Kayak Software Corp. is delaying its initial public offering following Facebook Inc.’s post-IPO tumble, according to a person close to the situation.
The online-travel service, which is based in Norwalk, Conn., but has operations in Concord, has postponed the roadshow for the offering, which was scheduled to start last week, said the person, who declined to be identified because the information is private. Morgan Stanley, the lead bank on Facebook’s initial share sale, also was hired to lead Kayak’s IPO.
Kayak would have been the first US Internet offering since Facebook went public in the biggest technology IPO on record this month. The social network dropped 24 percent through yesterday since its market debut, extending its losses in the worst-performing large IPO in the past decade. Investors are pummeling the stock amid questions about Facebook’s growth and how underwriters managed the share sale.

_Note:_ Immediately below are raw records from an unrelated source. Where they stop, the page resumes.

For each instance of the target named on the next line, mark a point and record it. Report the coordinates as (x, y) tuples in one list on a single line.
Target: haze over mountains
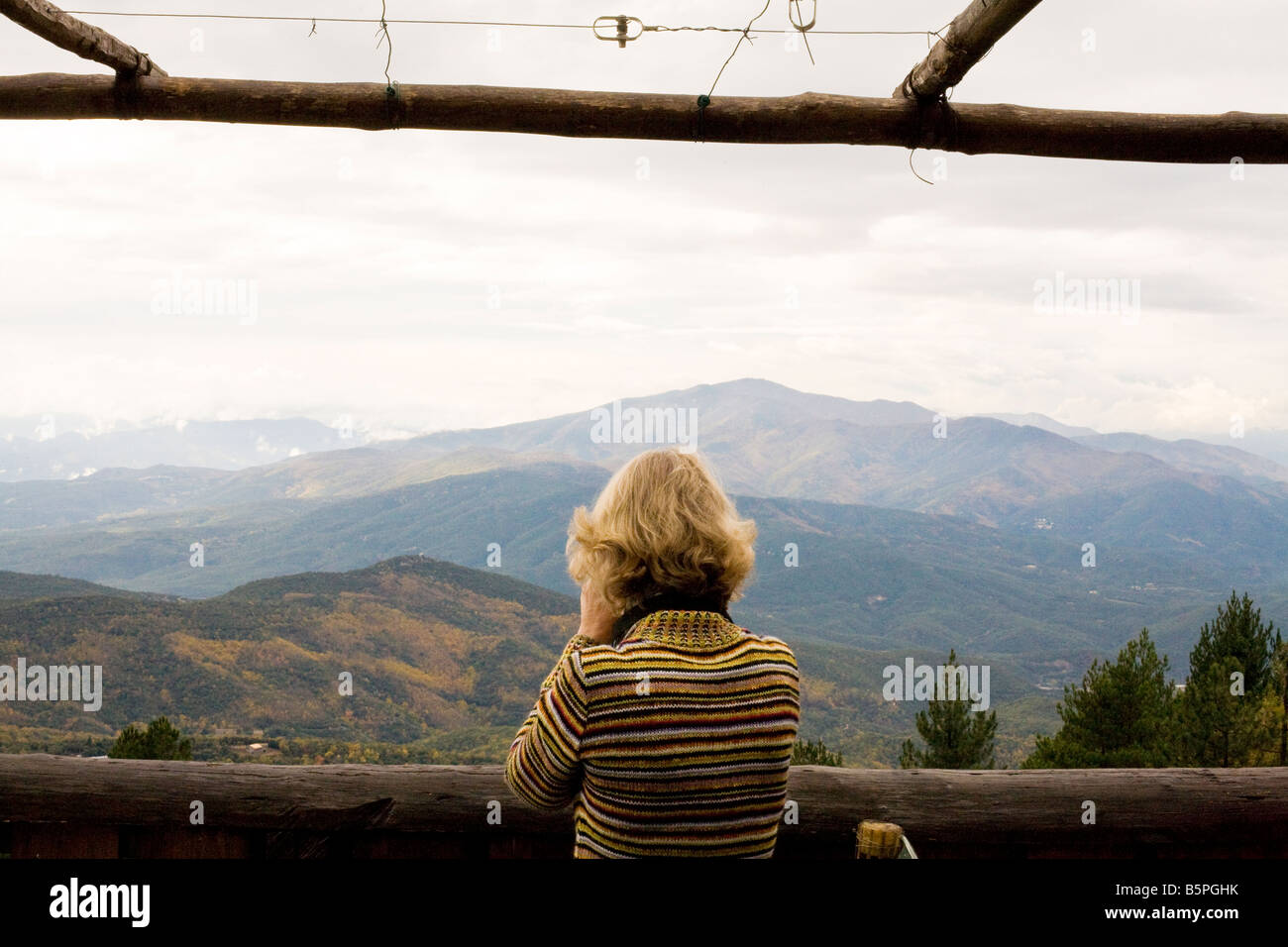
[(910, 531), (50, 447)]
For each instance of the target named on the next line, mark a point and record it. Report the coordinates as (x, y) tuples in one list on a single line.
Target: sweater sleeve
[(544, 767)]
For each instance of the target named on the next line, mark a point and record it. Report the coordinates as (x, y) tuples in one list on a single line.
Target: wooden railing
[(69, 806)]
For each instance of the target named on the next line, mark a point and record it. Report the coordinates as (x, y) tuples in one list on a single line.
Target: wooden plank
[(967, 40), (357, 810), (806, 119), (77, 37)]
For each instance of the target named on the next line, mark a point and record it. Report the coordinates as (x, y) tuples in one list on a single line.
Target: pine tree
[(1120, 716), (956, 736), (1219, 716), (160, 741), (814, 754)]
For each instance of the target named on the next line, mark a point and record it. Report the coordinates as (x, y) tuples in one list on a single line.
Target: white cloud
[(417, 279)]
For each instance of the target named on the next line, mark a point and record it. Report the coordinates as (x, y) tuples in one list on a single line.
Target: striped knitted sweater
[(674, 741)]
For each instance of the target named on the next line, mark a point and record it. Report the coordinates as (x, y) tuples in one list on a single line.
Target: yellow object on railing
[(881, 840)]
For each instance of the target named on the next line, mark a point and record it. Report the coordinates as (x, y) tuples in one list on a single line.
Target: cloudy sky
[(421, 279)]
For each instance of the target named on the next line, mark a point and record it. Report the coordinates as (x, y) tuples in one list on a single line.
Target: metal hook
[(623, 30), (795, 22)]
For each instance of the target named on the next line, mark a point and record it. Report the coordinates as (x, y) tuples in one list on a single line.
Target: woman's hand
[(596, 617)]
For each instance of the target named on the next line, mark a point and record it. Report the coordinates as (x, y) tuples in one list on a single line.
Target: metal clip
[(798, 24), (623, 29)]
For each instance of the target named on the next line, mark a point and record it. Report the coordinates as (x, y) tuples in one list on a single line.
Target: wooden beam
[(969, 38), (805, 119), (945, 813), (77, 37)]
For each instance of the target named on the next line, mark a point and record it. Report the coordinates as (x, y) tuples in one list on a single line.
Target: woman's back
[(670, 725), (683, 732)]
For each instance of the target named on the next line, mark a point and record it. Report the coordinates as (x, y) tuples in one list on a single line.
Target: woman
[(670, 725)]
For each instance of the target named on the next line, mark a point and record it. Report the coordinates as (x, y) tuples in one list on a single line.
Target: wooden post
[(806, 119), (967, 40), (60, 805), (77, 37)]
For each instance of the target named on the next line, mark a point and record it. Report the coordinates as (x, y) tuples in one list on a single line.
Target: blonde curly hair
[(661, 525)]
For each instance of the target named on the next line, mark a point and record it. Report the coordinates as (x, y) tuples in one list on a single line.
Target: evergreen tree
[(805, 754), (956, 736), (1219, 716), (1120, 716), (160, 741)]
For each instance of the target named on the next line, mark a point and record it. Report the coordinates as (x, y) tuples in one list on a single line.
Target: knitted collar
[(679, 620)]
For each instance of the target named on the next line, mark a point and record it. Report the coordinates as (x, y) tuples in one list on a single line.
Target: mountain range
[(885, 528)]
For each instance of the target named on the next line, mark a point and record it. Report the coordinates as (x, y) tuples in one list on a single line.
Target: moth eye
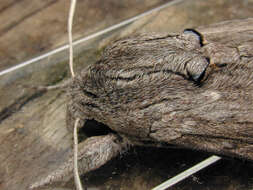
[(193, 36)]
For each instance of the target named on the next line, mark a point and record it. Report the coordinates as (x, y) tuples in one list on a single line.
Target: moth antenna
[(78, 183)]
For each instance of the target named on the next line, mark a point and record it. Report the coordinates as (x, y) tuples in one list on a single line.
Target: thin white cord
[(70, 24), (76, 173), (187, 173)]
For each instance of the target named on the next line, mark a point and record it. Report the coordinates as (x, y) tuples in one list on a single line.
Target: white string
[(76, 173), (70, 25), (187, 173)]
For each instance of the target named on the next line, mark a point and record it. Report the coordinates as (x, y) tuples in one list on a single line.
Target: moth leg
[(93, 153)]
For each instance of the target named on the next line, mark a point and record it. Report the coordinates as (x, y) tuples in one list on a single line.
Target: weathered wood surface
[(34, 140)]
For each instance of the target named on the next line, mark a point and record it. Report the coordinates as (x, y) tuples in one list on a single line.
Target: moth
[(192, 89)]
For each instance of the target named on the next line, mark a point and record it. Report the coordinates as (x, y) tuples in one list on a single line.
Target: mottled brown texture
[(178, 89)]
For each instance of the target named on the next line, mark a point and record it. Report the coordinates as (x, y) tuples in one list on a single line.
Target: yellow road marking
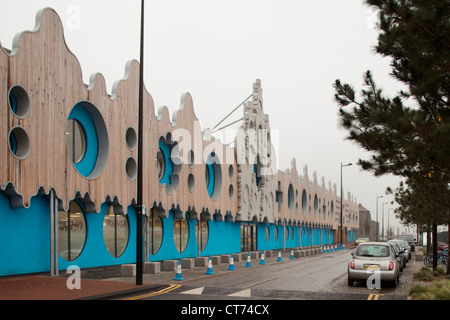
[(157, 293)]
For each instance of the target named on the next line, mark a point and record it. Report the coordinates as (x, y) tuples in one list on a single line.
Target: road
[(318, 277)]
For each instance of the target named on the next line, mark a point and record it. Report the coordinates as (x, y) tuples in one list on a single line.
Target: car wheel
[(394, 282)]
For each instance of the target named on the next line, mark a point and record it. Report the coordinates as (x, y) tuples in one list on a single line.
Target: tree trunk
[(435, 258), (448, 244)]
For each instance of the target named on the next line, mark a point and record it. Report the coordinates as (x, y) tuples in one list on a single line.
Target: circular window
[(231, 191), (19, 101), (71, 232), (131, 168), (115, 232), (156, 232), (202, 235), (316, 205), (180, 234), (291, 199), (213, 176), (231, 171), (75, 141), (332, 209), (131, 138), (191, 182), (164, 163), (89, 138), (304, 202), (160, 164), (19, 143), (191, 159)]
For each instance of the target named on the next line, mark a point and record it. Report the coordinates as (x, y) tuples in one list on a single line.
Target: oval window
[(71, 232), (180, 234), (75, 141), (87, 140), (115, 232)]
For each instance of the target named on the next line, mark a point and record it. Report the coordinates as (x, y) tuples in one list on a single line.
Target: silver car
[(372, 258)]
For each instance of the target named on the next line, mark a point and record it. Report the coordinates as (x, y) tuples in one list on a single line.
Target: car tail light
[(391, 265)]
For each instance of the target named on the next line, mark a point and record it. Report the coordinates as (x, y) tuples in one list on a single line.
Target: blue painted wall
[(95, 253), (24, 237)]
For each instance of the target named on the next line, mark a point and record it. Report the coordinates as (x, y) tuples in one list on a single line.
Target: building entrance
[(248, 237)]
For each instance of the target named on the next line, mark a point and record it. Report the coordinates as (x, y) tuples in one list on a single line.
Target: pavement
[(107, 282)]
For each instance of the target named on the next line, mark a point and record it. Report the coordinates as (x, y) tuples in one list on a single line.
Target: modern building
[(68, 190)]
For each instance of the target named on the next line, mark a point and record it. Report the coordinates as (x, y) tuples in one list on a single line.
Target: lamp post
[(389, 238), (382, 226), (342, 165), (378, 197), (139, 247)]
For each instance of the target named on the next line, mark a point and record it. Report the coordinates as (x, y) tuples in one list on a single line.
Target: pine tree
[(409, 134)]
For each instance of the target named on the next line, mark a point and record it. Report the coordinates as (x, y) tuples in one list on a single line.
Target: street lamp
[(388, 224), (139, 236), (378, 197), (382, 226), (342, 165)]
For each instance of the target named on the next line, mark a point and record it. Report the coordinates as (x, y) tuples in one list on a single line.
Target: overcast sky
[(215, 50)]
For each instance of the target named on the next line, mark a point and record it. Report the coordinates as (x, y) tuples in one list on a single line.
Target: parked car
[(361, 240), (371, 257), (400, 253), (411, 240), (405, 245)]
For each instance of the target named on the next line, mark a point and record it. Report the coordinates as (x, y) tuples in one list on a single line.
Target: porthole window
[(19, 101), (87, 140), (202, 233), (75, 141), (316, 205), (191, 159), (131, 169), (304, 202), (115, 232), (71, 232), (180, 234), (291, 199), (213, 176), (191, 182), (19, 143), (332, 209), (131, 139), (168, 162), (160, 164), (156, 232), (231, 192)]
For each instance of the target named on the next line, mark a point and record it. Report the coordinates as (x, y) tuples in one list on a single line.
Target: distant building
[(68, 154)]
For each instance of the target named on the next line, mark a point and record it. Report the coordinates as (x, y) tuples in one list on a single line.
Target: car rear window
[(372, 251)]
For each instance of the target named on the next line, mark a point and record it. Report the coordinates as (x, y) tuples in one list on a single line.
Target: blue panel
[(94, 253), (80, 114), (224, 238), (24, 237)]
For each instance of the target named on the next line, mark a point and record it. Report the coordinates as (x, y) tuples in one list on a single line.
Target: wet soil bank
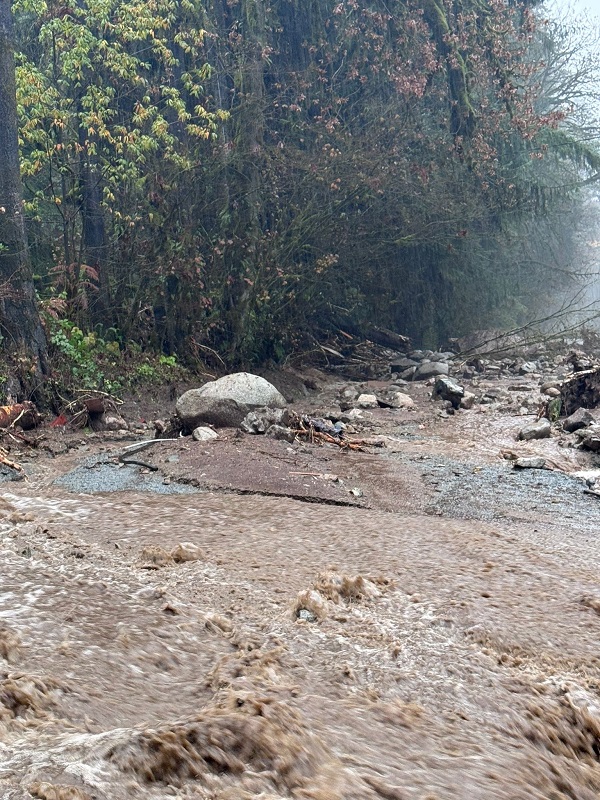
[(425, 627)]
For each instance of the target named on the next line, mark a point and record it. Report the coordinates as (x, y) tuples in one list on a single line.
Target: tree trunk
[(94, 250), (19, 316)]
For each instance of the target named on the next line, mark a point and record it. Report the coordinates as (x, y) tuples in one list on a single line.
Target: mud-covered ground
[(250, 618)]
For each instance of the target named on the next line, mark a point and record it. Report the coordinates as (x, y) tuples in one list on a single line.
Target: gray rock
[(407, 374), (367, 401), (531, 462), (589, 438), (281, 432), (403, 363), (536, 430), (225, 402), (397, 400), (448, 389), (468, 400), (109, 422), (194, 409), (527, 368), (430, 369), (246, 389), (259, 420), (579, 419), (204, 434)]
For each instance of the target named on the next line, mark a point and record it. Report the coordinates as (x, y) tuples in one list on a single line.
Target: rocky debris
[(589, 438), (346, 397), (53, 791), (168, 428), (582, 390), (186, 551), (448, 389), (108, 421), (579, 419), (400, 364), (487, 341), (154, 557), (204, 434), (367, 401), (394, 399), (225, 402), (536, 430), (430, 369), (25, 415), (260, 420), (195, 410), (281, 432), (579, 361), (528, 367), (530, 462), (468, 400)]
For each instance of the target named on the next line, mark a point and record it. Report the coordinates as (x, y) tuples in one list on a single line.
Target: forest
[(230, 179)]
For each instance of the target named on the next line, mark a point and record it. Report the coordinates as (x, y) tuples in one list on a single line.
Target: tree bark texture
[(19, 318)]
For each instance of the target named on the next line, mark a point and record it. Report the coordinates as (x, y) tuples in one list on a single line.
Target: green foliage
[(221, 179), (81, 353)]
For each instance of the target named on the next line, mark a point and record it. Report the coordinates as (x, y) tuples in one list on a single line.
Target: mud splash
[(224, 646)]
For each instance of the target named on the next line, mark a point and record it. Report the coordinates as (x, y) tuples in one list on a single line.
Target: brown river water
[(218, 645)]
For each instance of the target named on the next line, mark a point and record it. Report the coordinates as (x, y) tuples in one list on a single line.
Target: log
[(387, 338)]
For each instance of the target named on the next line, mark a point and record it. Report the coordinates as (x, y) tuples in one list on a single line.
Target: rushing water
[(302, 651)]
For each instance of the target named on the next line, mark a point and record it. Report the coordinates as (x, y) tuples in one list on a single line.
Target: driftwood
[(23, 414), (387, 338)]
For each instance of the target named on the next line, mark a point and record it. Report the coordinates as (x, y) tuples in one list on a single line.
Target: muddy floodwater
[(427, 627)]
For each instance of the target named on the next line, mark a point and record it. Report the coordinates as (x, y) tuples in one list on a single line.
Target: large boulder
[(225, 402), (448, 389), (430, 369)]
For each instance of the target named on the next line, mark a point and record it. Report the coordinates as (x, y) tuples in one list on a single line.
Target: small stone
[(430, 369), (579, 419), (527, 368), (261, 419), (186, 551), (367, 401), (467, 400), (154, 557), (204, 434), (306, 615), (281, 432), (536, 430), (590, 438), (531, 462)]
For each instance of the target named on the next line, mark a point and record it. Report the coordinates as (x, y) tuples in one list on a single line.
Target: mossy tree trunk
[(19, 316)]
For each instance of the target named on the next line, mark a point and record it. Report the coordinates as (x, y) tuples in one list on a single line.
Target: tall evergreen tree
[(19, 318)]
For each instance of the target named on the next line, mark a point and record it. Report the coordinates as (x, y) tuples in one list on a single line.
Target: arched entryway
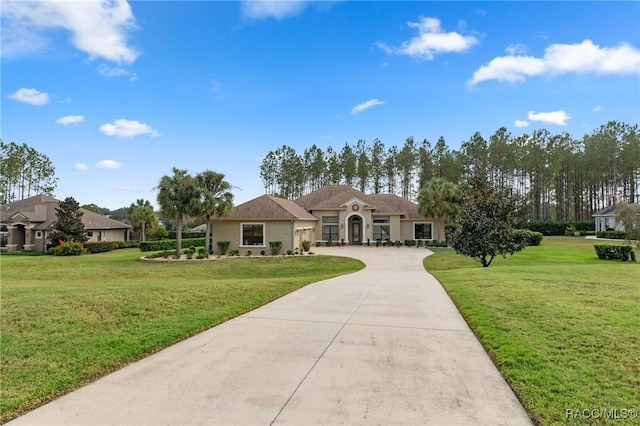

ServiceNow Inc., an IT cloud-computing services company, and Palo Alto Networks Inc., an Internet security company, both planning IPOs led by Morgan Stanley, are on track to go public, said people familiar with the situation. Pen Pendleton, a spokesman for Morgan Stanley, declined to comment.
Mike Haro, a spokesman with Palo Alto Networks, and Rhett Glauser, a spokesman with ServiceNow, didn’t immediately respond to requests for comment. Jessica Casano-Antonellis, a spokeswoman for Kayak, declined to comment.
Facebook’s investors are concerned about the company’s prospects after first quarter profit decreased on slowing sales growth, and some shareholders have filed lawsuits alleging that the biggest social network and its underwriters overpriced the stock at $38 a share. At that price, Facebook had a higher price-to-earnings multiple than 99 percent of the Standard & Poor’s 500 Index.
Facebook closed at $28.84 on Tuesday, slipping below $30 for the first time. The stock fell 2.5 percent to $28.13 Wednesday afternoon.
Kayak first filed to go public in November 2010 and put its plans on hold earlier this year because of choppy market conditions. The company said this month it posted a profit of $4.15 million in the quarter that ended March 31, compared with a loss of $6.91 million in the year-earlier period. Revenue rose 39 percent to $73.3 million.